Она ответила искренне и убежденно:
– Но ведь иначе я за эти шесть лет родила бы еще четверых детей.
Он воскликнул:
– И это говорит мать!
– Ах, – отвечала она, – я вовсе не чувствую себя матерью еще не родившихся детей, мне довольно быть матерью тех, которые у меня есть, и любить их всем сердцем. Я, как и все мы, женщина цивилизованного мира, сударь. Мы уже не просто самки, населяющие землю, и мы отказываемся ими быть.
Она встала, но муж схватил ее за руки.
– Одно слово, одно только слово, Габриэль! Скажите мне правду.
– Я вам только что сказала ее. Я не изменяла вам никогда.
Он посмотрел ей прямо в лицо, такое прекрасное, в глаза, серые, как холодное небо. В темной прическе, в этой глубокой ночи черных волос, сверкала, как Млечный путь, осыпанная алмазами диадема. И тогда он вдруг почувствовал, он каким-то прозрением понял, что это существо уже не просто женщина, предназначенная для продолжения его рода, но странное и таинственное порождение всех сложных желаний, накопленных в нас веками, отвращенных от своей первоначальной и божественной цели, блуждающих на путях к непостижимой, неуловимой и лишь угадываемой красоте. Да, бывают такие женщины, расцветающие только для наших грез, украшенные всей поэзией, всем блеском идеала, всем эстетическим обаянием и чарами, какими цивилизация наделила женщину, эту статую из живой плоти, возбуждающую не только чувственную любовь, но и духовные стремления.
Муж стоял перед нею, изумленный этим запоздалым и загадочным открытием, смутно догадываясь о причинах своей прежней ревности и плохо все это понимая.
Наконец он сказал:
– Я вам верю. Я чувствую, что в этот момент вы не лжете; а прежде, в самом деле, мне все время казалось, что в ваших словах есть ложь.
Она протянула ему руку:
– Итак, мы друзья?
Он взял эту руку и, целуя ее, ответил:
– Друзья. Благодарю вас, Габриэль.
И он вышел, с трудом оторвав от нее взгляд, удивляясь тому, что она еще так прекрасна, и чувствуя, как в нем рождается странное волнение, быть может, более опасное, чем древняя и простая любовь.
Оливковая роща
I
Когда в порту, маленьком провансальском порту Гаранду, лежащем в глубине залива Писка?, между Марселем и Тулоном, завидели лодку аббата Вильбуа, возвращавшегося с рыбной ловли, люди спустились к самому морю, чтобы помочь вытащить посудину на берег.

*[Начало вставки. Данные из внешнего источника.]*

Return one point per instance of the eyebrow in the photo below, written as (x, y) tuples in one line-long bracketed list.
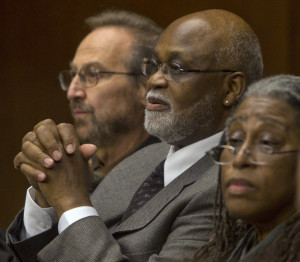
[(171, 55)]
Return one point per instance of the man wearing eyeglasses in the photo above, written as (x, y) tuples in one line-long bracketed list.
[(106, 88), (198, 70)]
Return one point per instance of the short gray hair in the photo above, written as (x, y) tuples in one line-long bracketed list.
[(283, 87), (241, 51), (145, 31)]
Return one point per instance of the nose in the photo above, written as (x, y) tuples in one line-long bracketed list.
[(157, 80), (76, 89)]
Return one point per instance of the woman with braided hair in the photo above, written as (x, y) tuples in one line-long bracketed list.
[(257, 218)]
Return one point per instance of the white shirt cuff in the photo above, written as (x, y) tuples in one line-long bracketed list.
[(37, 219), (71, 216)]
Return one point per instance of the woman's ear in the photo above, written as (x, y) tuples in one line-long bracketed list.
[(235, 87)]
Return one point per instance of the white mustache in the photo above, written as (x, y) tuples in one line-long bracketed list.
[(156, 95)]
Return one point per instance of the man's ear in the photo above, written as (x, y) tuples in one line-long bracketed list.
[(235, 85), (142, 92)]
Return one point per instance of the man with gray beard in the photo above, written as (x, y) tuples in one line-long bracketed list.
[(199, 69)]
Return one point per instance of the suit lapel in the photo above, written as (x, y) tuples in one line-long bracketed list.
[(114, 193), (153, 207)]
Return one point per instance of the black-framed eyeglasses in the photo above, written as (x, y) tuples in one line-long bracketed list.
[(262, 154), (172, 71), (89, 76)]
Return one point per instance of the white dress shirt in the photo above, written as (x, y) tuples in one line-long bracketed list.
[(37, 219)]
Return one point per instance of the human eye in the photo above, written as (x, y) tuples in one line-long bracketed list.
[(269, 143), (175, 68), (236, 139), (91, 75)]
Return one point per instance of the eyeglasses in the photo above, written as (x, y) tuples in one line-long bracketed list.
[(262, 154), (89, 76), (171, 71)]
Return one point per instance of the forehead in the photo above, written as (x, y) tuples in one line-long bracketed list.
[(266, 110), (189, 40), (106, 45)]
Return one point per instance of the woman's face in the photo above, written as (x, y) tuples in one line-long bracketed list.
[(261, 194)]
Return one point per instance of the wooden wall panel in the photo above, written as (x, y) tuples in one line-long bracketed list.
[(38, 39)]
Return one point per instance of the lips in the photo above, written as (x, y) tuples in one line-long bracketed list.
[(239, 186), (157, 104)]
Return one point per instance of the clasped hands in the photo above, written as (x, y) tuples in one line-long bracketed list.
[(56, 166)]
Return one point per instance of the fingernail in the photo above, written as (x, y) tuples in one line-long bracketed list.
[(48, 162), (56, 155), (70, 149), (41, 177)]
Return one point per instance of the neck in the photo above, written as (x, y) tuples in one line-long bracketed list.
[(263, 229), (120, 147)]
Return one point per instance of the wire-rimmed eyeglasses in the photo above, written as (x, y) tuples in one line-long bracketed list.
[(262, 154), (88, 76), (172, 71)]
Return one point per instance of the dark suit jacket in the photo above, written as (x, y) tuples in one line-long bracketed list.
[(169, 227)]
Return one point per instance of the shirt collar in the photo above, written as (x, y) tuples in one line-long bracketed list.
[(179, 161)]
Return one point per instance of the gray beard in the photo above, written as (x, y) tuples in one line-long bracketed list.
[(175, 127)]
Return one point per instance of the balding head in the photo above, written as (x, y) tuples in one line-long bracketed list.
[(233, 43)]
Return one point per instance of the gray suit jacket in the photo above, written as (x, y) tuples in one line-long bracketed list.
[(169, 227)]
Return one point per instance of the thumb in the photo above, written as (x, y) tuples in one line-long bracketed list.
[(87, 150)]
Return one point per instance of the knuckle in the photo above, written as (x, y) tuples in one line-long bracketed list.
[(17, 160), (45, 122), (26, 146), (30, 136)]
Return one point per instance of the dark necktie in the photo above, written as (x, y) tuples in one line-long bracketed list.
[(151, 185)]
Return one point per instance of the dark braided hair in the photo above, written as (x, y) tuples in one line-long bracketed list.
[(228, 231)]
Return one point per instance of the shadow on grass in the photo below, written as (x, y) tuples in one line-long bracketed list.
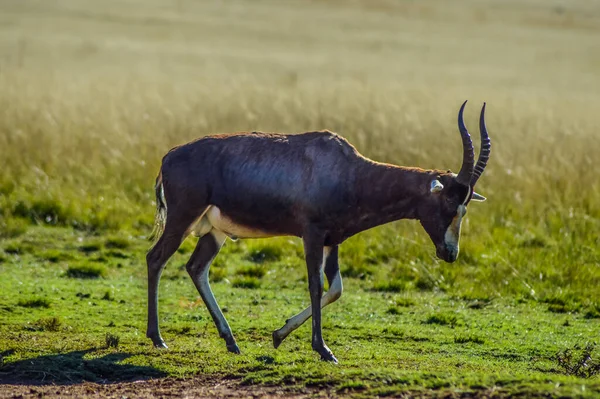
[(72, 368)]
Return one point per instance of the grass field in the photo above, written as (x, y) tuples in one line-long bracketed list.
[(93, 94)]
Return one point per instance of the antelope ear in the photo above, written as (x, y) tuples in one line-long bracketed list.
[(436, 186), (478, 197)]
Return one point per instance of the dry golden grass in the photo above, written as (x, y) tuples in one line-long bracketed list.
[(92, 95)]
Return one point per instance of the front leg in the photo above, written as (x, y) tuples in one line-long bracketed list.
[(313, 250), (332, 272)]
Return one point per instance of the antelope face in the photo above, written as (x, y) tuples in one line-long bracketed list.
[(442, 213), (445, 202)]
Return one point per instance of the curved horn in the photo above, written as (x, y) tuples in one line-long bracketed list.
[(466, 170), (484, 153)]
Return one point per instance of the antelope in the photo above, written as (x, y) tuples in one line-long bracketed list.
[(313, 185)]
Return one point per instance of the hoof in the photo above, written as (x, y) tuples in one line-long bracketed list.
[(233, 348), (160, 344), (277, 339), (326, 354), (329, 358)]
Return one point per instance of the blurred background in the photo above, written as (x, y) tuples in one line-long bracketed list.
[(93, 94)]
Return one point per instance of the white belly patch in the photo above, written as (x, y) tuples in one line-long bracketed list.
[(214, 218)]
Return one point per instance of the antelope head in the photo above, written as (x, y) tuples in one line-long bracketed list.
[(448, 194)]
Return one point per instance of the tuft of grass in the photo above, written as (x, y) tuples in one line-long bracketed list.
[(266, 253), (360, 271), (12, 227), (592, 312), (89, 247), (55, 255), (252, 271), (246, 282), (443, 319), (86, 270), (217, 274), (578, 361), (390, 286), (111, 340), (393, 310), (51, 324), (34, 302), (465, 339), (117, 242)]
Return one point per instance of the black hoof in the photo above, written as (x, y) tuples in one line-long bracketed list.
[(276, 339), (233, 348), (160, 344), (329, 358)]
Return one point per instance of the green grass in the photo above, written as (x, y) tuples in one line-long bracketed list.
[(93, 96), (432, 341)]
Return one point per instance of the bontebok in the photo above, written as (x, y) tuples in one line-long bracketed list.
[(316, 186)]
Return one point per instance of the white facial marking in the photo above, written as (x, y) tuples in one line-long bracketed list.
[(436, 186)]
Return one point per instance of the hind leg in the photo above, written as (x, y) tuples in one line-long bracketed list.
[(174, 233), (198, 265), (332, 272)]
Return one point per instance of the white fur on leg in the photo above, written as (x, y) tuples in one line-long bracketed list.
[(334, 292)]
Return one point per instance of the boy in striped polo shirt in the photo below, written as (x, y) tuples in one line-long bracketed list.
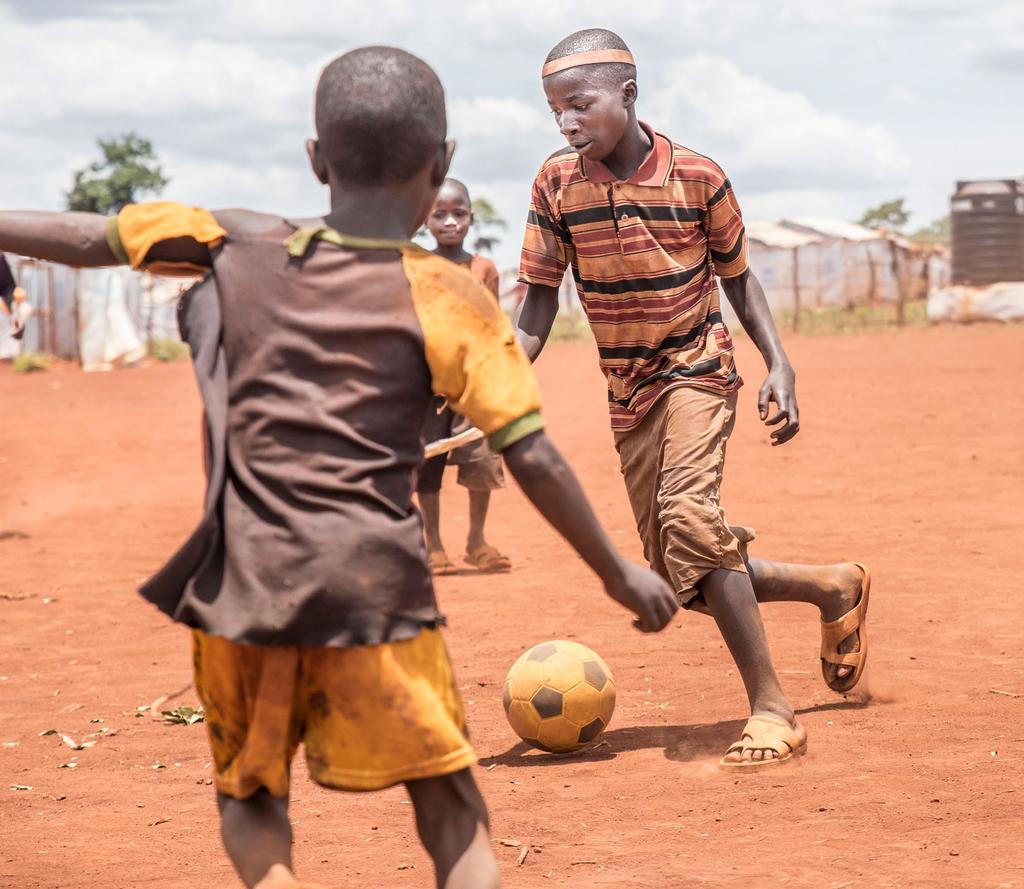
[(646, 226)]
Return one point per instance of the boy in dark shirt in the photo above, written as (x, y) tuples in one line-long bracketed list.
[(479, 467), (318, 345), (646, 225)]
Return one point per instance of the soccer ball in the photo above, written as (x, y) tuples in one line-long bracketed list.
[(559, 696)]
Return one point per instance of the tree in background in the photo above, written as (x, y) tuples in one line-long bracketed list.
[(128, 168), (485, 217), (889, 214)]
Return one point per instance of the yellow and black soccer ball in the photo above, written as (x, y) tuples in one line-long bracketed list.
[(559, 696)]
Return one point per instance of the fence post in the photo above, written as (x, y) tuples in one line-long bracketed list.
[(796, 289)]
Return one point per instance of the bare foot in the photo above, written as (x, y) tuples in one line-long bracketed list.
[(767, 739), (279, 877)]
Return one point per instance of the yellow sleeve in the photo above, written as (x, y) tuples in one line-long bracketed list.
[(474, 358), (134, 231)]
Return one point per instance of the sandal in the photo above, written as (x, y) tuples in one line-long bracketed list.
[(768, 732), (440, 564), (488, 558), (833, 634)]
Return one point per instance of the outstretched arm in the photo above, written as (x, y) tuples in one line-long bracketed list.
[(536, 318), (550, 484), (72, 239), (748, 299)]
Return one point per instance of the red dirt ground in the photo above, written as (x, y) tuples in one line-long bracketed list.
[(910, 459)]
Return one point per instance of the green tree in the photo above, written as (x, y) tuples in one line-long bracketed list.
[(889, 214), (485, 219), (936, 233), (129, 167)]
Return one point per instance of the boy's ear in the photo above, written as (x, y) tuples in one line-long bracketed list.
[(441, 163), (316, 161), (630, 92)]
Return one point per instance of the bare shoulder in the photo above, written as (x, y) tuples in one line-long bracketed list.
[(240, 221)]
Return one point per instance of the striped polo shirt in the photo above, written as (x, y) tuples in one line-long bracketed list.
[(644, 254)]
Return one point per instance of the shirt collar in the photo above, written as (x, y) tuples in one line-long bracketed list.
[(653, 171)]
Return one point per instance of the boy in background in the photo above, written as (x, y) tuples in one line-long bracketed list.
[(647, 225), (479, 467), (317, 346)]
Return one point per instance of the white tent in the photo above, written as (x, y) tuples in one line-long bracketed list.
[(862, 265)]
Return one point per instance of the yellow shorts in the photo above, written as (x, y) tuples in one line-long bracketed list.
[(370, 717)]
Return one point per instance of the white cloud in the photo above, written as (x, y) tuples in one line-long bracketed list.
[(768, 138), (811, 107)]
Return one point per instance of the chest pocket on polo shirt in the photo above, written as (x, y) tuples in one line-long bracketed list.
[(632, 231)]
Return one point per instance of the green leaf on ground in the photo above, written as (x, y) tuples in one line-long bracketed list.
[(183, 715)]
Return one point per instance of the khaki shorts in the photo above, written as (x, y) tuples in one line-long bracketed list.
[(479, 467), (673, 464), (370, 717)]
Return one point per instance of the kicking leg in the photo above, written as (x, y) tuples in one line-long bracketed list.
[(772, 731), (257, 836), (835, 590), (452, 820)]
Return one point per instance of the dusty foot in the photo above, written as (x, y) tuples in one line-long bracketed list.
[(767, 739), (845, 585), (279, 877), (486, 557)]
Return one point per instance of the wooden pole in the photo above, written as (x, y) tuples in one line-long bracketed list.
[(796, 289)]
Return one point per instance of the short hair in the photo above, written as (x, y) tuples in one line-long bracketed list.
[(450, 182), (380, 115), (591, 39)]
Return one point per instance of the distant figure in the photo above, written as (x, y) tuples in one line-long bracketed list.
[(15, 309), (479, 467)]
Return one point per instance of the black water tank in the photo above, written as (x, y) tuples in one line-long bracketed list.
[(988, 231)]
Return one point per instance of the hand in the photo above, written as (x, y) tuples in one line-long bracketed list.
[(780, 386), (644, 593)]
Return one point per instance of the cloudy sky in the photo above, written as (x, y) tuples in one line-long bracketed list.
[(811, 107)]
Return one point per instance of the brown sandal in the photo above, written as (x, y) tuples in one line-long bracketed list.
[(440, 564), (488, 558), (768, 732), (834, 632)]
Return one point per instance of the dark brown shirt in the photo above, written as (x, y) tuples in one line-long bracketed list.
[(316, 373)]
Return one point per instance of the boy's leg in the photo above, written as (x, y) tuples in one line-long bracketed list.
[(835, 590), (257, 836), (479, 503), (481, 475), (430, 506), (673, 464), (730, 600), (428, 491), (452, 820)]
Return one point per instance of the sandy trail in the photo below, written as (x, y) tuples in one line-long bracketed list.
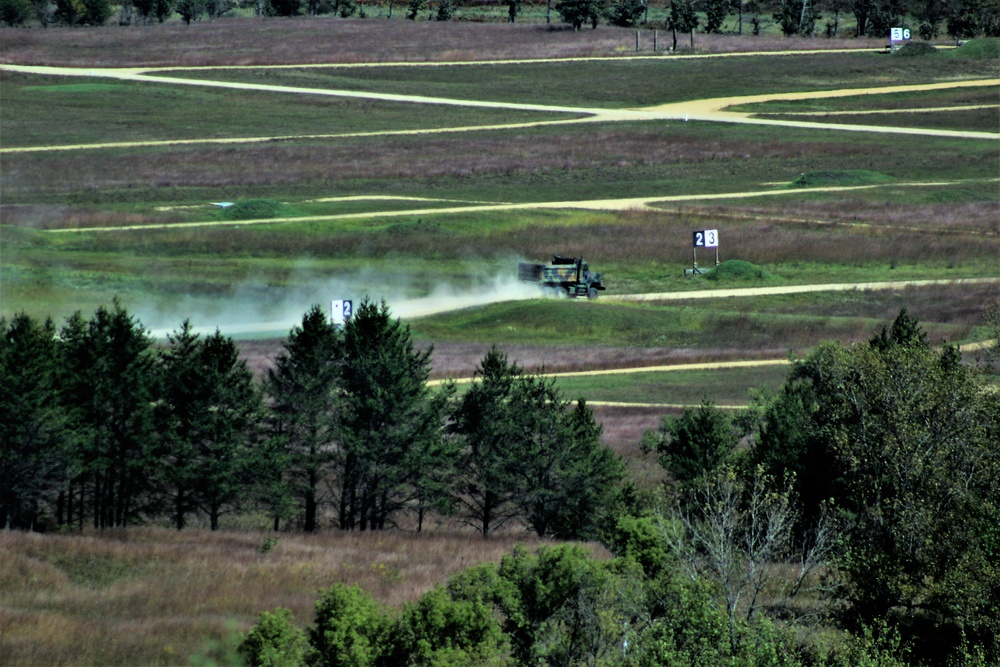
[(707, 110), (625, 204)]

Аббат сидел в ней один и, несмотря на свои пятьдесят восемь лет, греб с редкой энергией, как настоящий моряк. Рукава на его мускулистых руках были засучены, полы слегка расстегнутой на груди сутаны приподняты и зажаты между коленями, треугольная шляпа лежала сбоку на скамье, а на голове был пробковый шлем, обтянутый белым полотном. В таком виде аббат напоминал мускулистого колоритного священника тропических стран, больше приспособленного к приключениям, чем к служению мессы.